Early Detection and Risk Classification of COVID-19 by Machine Learning Techniques Based on Clinical and Genomic Data
摘要
The global spread of a new coronavirus (henceforth COVID-19) has presented new affronts for the scientific community. Methods based on artificial intelligence (AI) can be useful in predicting the characteristics, dangers, and impacts of such an epidemic. Control and prevention efforts for the spread of these diseases can benefit from these predictions.
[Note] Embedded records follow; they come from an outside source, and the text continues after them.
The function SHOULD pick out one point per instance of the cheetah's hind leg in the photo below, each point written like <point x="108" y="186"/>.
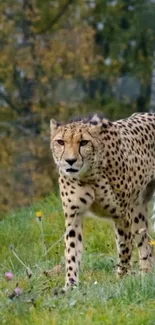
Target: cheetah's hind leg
<point x="140" y="233"/>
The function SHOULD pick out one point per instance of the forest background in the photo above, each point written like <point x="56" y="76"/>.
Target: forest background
<point x="63" y="59"/>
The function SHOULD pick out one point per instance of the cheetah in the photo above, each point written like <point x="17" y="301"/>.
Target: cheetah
<point x="106" y="169"/>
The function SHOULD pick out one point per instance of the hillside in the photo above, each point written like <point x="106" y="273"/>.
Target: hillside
<point x="100" y="298"/>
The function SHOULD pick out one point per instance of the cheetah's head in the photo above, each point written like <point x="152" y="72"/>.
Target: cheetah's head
<point x="74" y="145"/>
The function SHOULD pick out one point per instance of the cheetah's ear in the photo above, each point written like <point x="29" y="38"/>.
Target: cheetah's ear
<point x="53" y="125"/>
<point x="95" y="120"/>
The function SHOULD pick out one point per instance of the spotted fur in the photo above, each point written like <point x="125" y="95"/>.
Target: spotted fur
<point x="108" y="169"/>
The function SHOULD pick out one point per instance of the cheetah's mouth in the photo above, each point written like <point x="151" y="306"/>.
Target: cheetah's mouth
<point x="71" y="170"/>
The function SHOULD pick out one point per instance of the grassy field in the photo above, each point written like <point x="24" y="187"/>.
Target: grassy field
<point x="100" y="298"/>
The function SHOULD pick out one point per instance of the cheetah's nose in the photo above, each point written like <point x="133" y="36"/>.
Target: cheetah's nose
<point x="71" y="161"/>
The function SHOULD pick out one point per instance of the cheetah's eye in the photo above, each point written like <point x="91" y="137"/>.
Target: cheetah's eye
<point x="83" y="143"/>
<point x="61" y="142"/>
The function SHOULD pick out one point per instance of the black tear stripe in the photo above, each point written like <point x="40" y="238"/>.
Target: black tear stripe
<point x="64" y="147"/>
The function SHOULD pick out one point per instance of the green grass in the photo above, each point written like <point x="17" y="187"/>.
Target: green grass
<point x="100" y="298"/>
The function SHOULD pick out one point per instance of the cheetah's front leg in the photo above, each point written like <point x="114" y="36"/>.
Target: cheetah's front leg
<point x="76" y="203"/>
<point x="124" y="241"/>
<point x="73" y="248"/>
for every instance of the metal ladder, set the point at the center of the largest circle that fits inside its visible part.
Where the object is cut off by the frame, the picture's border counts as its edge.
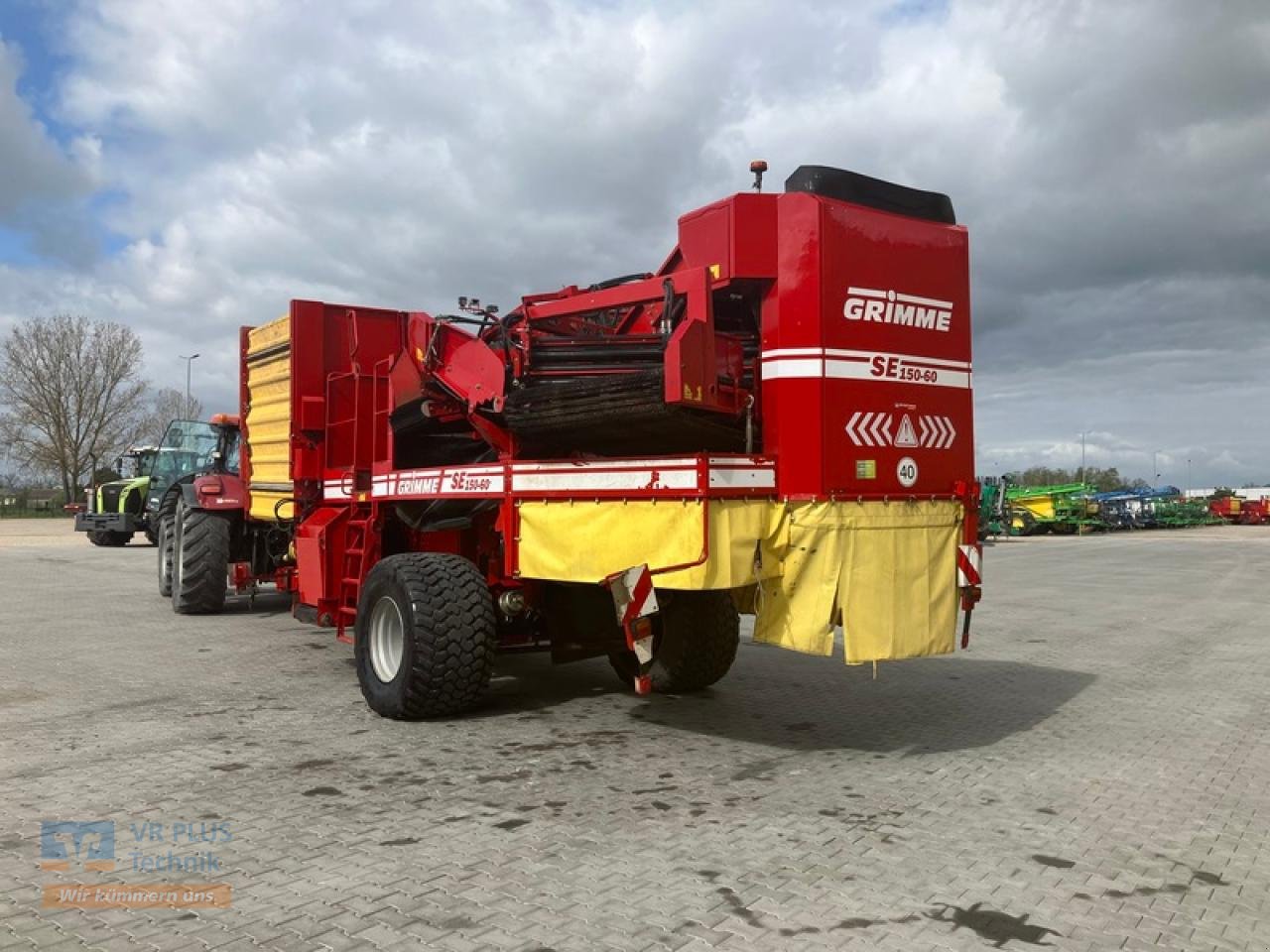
(357, 544)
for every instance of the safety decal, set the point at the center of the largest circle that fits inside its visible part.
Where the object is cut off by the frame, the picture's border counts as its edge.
(969, 565)
(937, 431)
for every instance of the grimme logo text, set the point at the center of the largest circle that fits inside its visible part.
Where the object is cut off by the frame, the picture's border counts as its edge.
(894, 307)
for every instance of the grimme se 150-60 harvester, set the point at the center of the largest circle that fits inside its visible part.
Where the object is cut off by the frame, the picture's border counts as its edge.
(778, 420)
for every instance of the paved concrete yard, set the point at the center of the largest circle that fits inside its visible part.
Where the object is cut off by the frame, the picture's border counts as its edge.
(1093, 774)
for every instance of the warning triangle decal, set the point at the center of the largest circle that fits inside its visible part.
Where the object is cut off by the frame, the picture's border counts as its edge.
(906, 436)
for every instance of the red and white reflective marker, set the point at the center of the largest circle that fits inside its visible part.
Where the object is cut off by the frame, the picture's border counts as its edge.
(635, 601)
(969, 565)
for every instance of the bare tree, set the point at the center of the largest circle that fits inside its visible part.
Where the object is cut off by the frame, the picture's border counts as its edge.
(71, 394)
(167, 404)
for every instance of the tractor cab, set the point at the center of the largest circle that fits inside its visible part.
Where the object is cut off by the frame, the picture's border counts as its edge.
(190, 448)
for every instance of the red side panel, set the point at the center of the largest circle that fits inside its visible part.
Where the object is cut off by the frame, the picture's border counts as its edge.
(866, 353)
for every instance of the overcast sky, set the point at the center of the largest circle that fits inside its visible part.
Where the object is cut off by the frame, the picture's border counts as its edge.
(190, 167)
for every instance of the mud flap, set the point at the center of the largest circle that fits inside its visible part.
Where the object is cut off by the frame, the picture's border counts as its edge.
(635, 602)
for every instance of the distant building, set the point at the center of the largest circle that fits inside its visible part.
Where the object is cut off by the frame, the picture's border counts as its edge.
(1250, 493)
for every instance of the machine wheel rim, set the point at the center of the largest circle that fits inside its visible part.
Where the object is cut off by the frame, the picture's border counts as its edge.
(388, 639)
The limited amount of data and the unpredictable nature of the situation are key obstacles to deploying AI. This paper proposes a novel method for forecasting patients’ risk of contracting COVID-19. Seven benchmark Machine Learning (ML) algorithms, Naive Bayes (NB), Logistic Regression (LR), Random Forest (FR), Decision Tree (DT), LightGBM, K-Nearest Neighbor (KNN), and XGBoost, were implemented and evaluated on the COVID-19 dataset to obtain the best model for real-world deployment. To ensure a systematic and replicable approach, the proposed method was executed with the aid of the Cross-Industry Standard Process for Data Mining (CRISP-DM) approach and evaluated based on accuracy, precision, recall, and F1-score. Experimental findings reveal that the LightGBM model shows the best accuracy of 91.42%.